NEW YORK -- U.S. stocks nose-dived yesterday as fresh political turmoil in Russia compounded concern about the strength of U.S. corporate earnings and rising U.S. interest rates, traders and analysts said.
The Russian situation "spooked the market" as President Boris N. Yeltsin disbanded parliament and called for new elections in December, said Edward Laux, head trader at Kidder, Peabody & Co. Mr. Yeltsin's move capped a long-standing dispute with hard-liners who oppose attempts to reform the post-Soviet economy.
At one point yesterday afternoon, the Dow Jones industrial average had plunged 67.90 points, to 3,507.90. It closed at 3537.24, down 38.56, the biggest single-day drop since April 2.
The New York Stock Exchange's "uptick rule" was triggered for the first time since April 2 as computer-guided sell orders hit the market in midafternoon and as economy-sensitive issues such as Caterpillar Inc., Aluminum Co. of America and AlliedSignal Inc. led the average lower.
The "uptick rule" invokes certain restrictions on computerized trading when the Dow index drops more than 50 points during a session. The restrictions were implemented after the 1987 stock market crash.
The Standard & Poor's 500 index fell 2.09 yesterday, to 452.96, led by declines in bank, utility, food and chemical stocks.
The Nasdaq Combined Composite Index skidded 6.65, to 733.56, driven by MCI Communications Corp.,Willamette Industries Inc. and McCaw Cellular Communications.
Declining common stocks outnumbered advancers on the New York Stock Exchange by 3-to-1 as stocks fell for the fifth time in six sessions. Volume was active as more than 300 million shares changed hands.
Turmoil in Russia and an unexpectedly large drop in Japanese interest rates combined to drive up precious metals prices, fueling concern about inflation. Gold surged $9.50 an ounce, to $365.

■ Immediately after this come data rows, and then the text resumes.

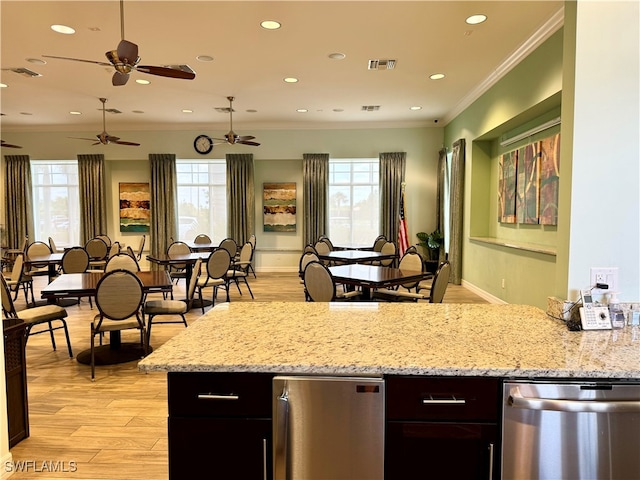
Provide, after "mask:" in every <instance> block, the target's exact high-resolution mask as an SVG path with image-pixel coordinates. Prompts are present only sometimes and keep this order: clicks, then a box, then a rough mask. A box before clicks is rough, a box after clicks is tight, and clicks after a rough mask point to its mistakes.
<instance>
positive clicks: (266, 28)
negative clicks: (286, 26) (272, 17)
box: [260, 20, 282, 30]
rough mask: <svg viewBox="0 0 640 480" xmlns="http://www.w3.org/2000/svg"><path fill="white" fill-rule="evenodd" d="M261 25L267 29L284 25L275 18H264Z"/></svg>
mask: <svg viewBox="0 0 640 480" xmlns="http://www.w3.org/2000/svg"><path fill="white" fill-rule="evenodd" d="M260 26H261V27H262V28H264V29H266V30H277V29H279V28H280V27H281V26H282V25H281V24H280V22H276V21H275V20H264V21H262V22H260Z"/></svg>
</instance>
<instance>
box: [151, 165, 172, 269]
mask: <svg viewBox="0 0 640 480" xmlns="http://www.w3.org/2000/svg"><path fill="white" fill-rule="evenodd" d="M149 167H150V169H151V172H150V173H151V175H150V178H151V184H150V185H149V191H150V193H151V195H150V199H151V205H150V208H151V226H150V229H149V237H150V242H149V253H150V254H151V255H154V256H157V255H160V254H164V253H165V252H166V251H167V247H168V246H169V244H170V243H171V239H172V238H173V239H177V225H178V218H177V217H178V214H177V205H178V193H177V190H178V187H177V178H176V156H175V154H173V153H150V154H149ZM154 265H155V264H153V265H152V267H153V266H154Z"/></svg>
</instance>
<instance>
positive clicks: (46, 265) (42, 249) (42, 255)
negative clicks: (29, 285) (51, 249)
mask: <svg viewBox="0 0 640 480" xmlns="http://www.w3.org/2000/svg"><path fill="white" fill-rule="evenodd" d="M47 255H51V248H49V245H47V244H46V243H44V242H33V243H31V244H30V245H29V246H28V247H27V257H26V259H30V258H31V257H44V256H47ZM25 273H27V274H28V275H31V276H32V277H35V276H41V275H49V266H48V265H46V264H34V263H32V264H30V265H29V267H28V268H27V267H25Z"/></svg>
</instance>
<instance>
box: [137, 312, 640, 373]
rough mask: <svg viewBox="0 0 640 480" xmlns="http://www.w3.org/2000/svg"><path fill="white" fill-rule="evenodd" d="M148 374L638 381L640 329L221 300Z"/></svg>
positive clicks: (140, 369)
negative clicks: (545, 377) (571, 330)
mask: <svg viewBox="0 0 640 480" xmlns="http://www.w3.org/2000/svg"><path fill="white" fill-rule="evenodd" d="M138 367H139V369H140V370H142V371H171V372H267V373H297V374H314V375H381V374H404V375H441V376H451V375H453V376H501V377H523V378H527V377H540V378H542V377H593V378H598V377H600V378H636V379H637V378H640V331H638V327H633V328H632V327H626V328H625V329H623V330H607V331H581V332H571V331H569V330H568V329H567V328H566V326H565V324H564V322H562V321H559V320H555V319H552V318H550V317H548V316H547V315H546V314H545V312H543V311H542V310H540V309H538V308H535V307H531V306H528V305H486V304H483V305H480V304H424V303H417V304H416V303H410V304H401V303H379V304H378V303H307V302H291V303H286V302H268V303H267V302H264V303H263V302H242V303H240V302H238V303H223V304H219V305H217V306H216V307H215V308H213V309H212V310H210V311H209V312H207V313H206V314H205V315H204V316H202V317H201V318H200V319H198V320H197V321H196V322H194V323H193V324H192V325H190V326H189V328H187V329H186V330H184V331H183V332H181V333H180V334H178V335H176V336H175V337H174V338H172V339H171V340H169V341H168V342H166V343H165V344H164V345H162V346H160V347H159V348H157V350H155V351H154V352H153V353H152V354H150V355H149V356H148V357H146V358H145V359H143V360H142V361H141V362H140V363H139V364H138Z"/></svg>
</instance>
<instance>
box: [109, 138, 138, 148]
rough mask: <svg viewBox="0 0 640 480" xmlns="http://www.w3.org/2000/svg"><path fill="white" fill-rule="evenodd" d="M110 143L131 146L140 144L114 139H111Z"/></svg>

"Russia has been one of the main supplier of metals," said Thomas Gallagher, head trader at Oppenheimer & Co. "You take them out of the market, and the inflationary aspect is up again."
Investors "are looking at what happened in the former Yugoslavia and what happened in 1991 when [former Soviet President Mikhail S.] Gorbachev was in trouble," said Philip Tasho, managing director at Riggs Investment Management Corp. in Washington, who manages $300 million.
"Any thoughts that the hard-liners might be getting back in power or that people aren't sure of who has their hands on the [nuclear] button always creates nervousness," said Mr. Laux, the Kidder Peabody head trader.
The plunge in stocks was also fueled by mounting concern about corporate profits in the wake of recent dismal forecasts from leading companies such as Nike Inc., Westinghouse Electric Corp., and Eastman Kodak Co., traders said.
The third quarter could be down significantly because of tax adjustments," said Peter DaPuzzo, senior managing director at Cantor, Fitzgerald & Co., referring to the increase to 35 percent in corporate taxes approved by Congress in August.
"There's not a great deal of confidence" in analysts' earnings forecasts, said Barry Berman, head trader at Robert W. Baird & Co. in Milwaukee.
For most of the session, investors were preoccupied with the domestic economy and a perception that interest rates were turning higher, said Thom Brown, managing director at Rutherford, Brown & Catherwood in Philadelphia.
Rising long-term interest rates lead to concern that the economic recovery will be choked off, lessening the appeal of stocks relative to fixed-income investments.
Long-term interest rates began to rise after the Commerce Department said housing starts in August rose an unexpectedly strong 7.8 percent to an annual rate of 1.323 million, above economists' forecast of 1.25 million starts.
The news helped drive the yield on the benchmark 30-year Treasury bond to 6.13 percent, from 6.10 percent Monday.
"Interest rates are sneaking back up again." Mr. Brown said. "There's a widely held belief that low interest rates mean higher stock prices and vice versa, and that the moment you see higher interest rates, get out of stocks."